This allows servers, PCs, and networking devices to be deployed globally without redesigning power interfaces.
Common IEC connector types
C13 / C14
The most widely used configuration for PCs, monitors, and standard servers. C13 connects to equipment, while C14 is typically found on PDUs and power inlets.
It supports moderate current loads and is the default choice for most IT racks.
C19 / C20
Designed for higher power consumption equipment such as enterprise servers, storage arrays, and UPS systems. These connectors support higher current capacity and are common in modern high-density data centers.
C5 / C7 / C15
Used in low to medium power devices like laptops, AV equipment, and some networking hardware. C15 variants are better suited for higher temperature environments compared to standard C13 setups.

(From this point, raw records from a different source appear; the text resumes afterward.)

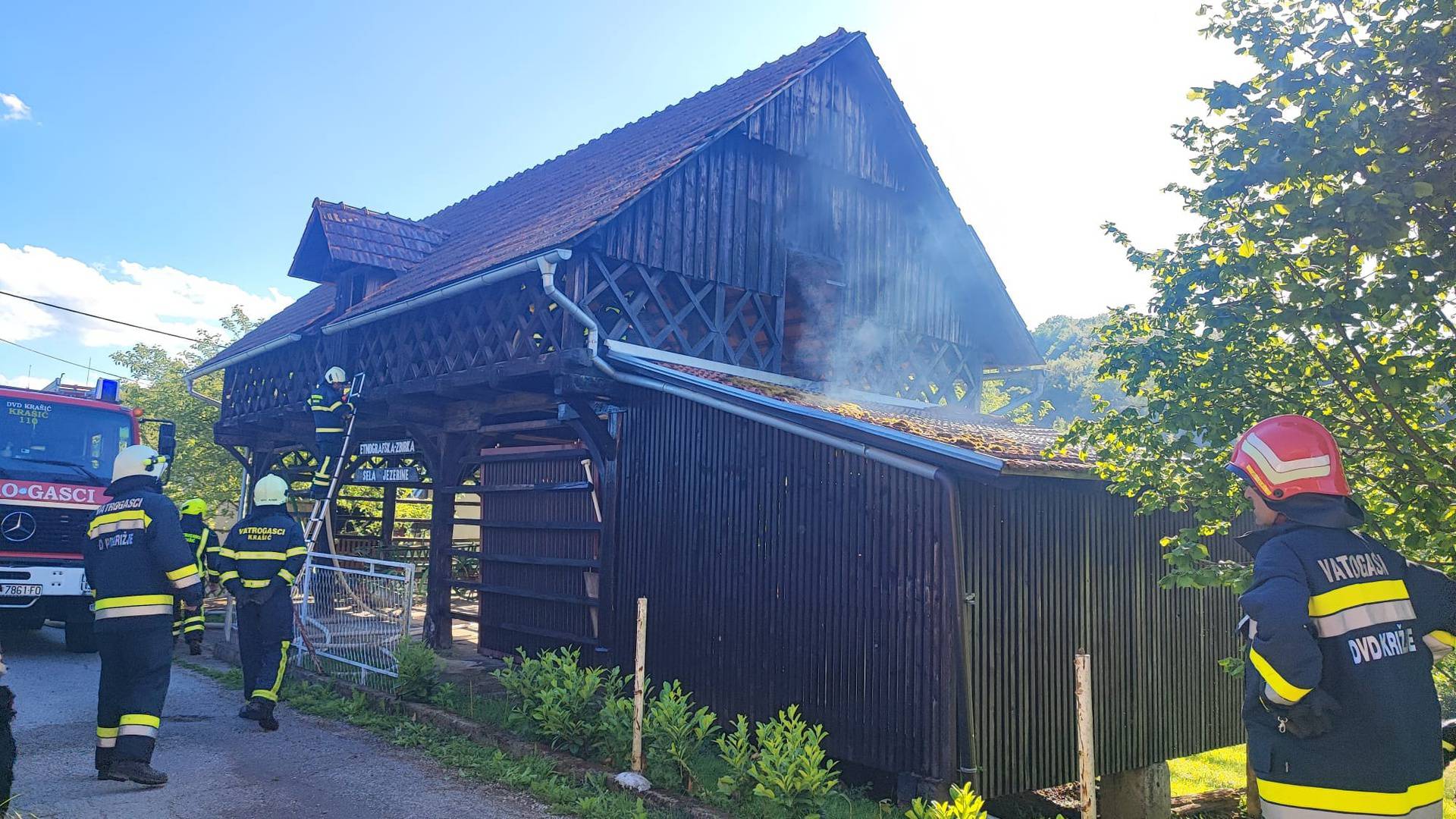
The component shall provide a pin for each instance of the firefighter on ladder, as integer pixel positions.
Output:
(331, 410)
(262, 557)
(202, 542)
(137, 564)
(1340, 704)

How to Identify the Right IEC Cable
Selection depends on electrical load, thermal conditions, and equipment category rather than connector shape alone.
Key selection factors
- Current rating: C13 is generally used for lower load equipment, while C19 supports higher wattage systems
- Heat tolerance: High-performance servers often require higher temperature-rated connectors
- Equipment type: Servers, switches, and PDUs determine connector pairing (C14/C20 inlets vs C13/C19 outlets)
- Cable gauge: Thicker conductors reduce resistance and heat buildup, especially in high-density racks
In practice, matching the correct inlet-outlet pair is essential to avoid overload conditions and ensure stable power delivery.
IEC Cable Role in Data Center Architecture
Data centers rely heavily on redundant power distribution systems, typically using A/B power feeds. IEC cables enable standardized rack-level connectivity between servers and PDUs.
Typical data center power architecture is usually built around redundancy, where PSU A connects to PDU A and UPS A, while PSU B connects to PDU B and UPS B.
C13/C14 is commonly used for general compute nodes, while C19/C20 is preferred for high-power workloads such as GPU servers and AI clusters.
As rack density increases, higher-capacity connectors are becoming more common to support greater power demands per device.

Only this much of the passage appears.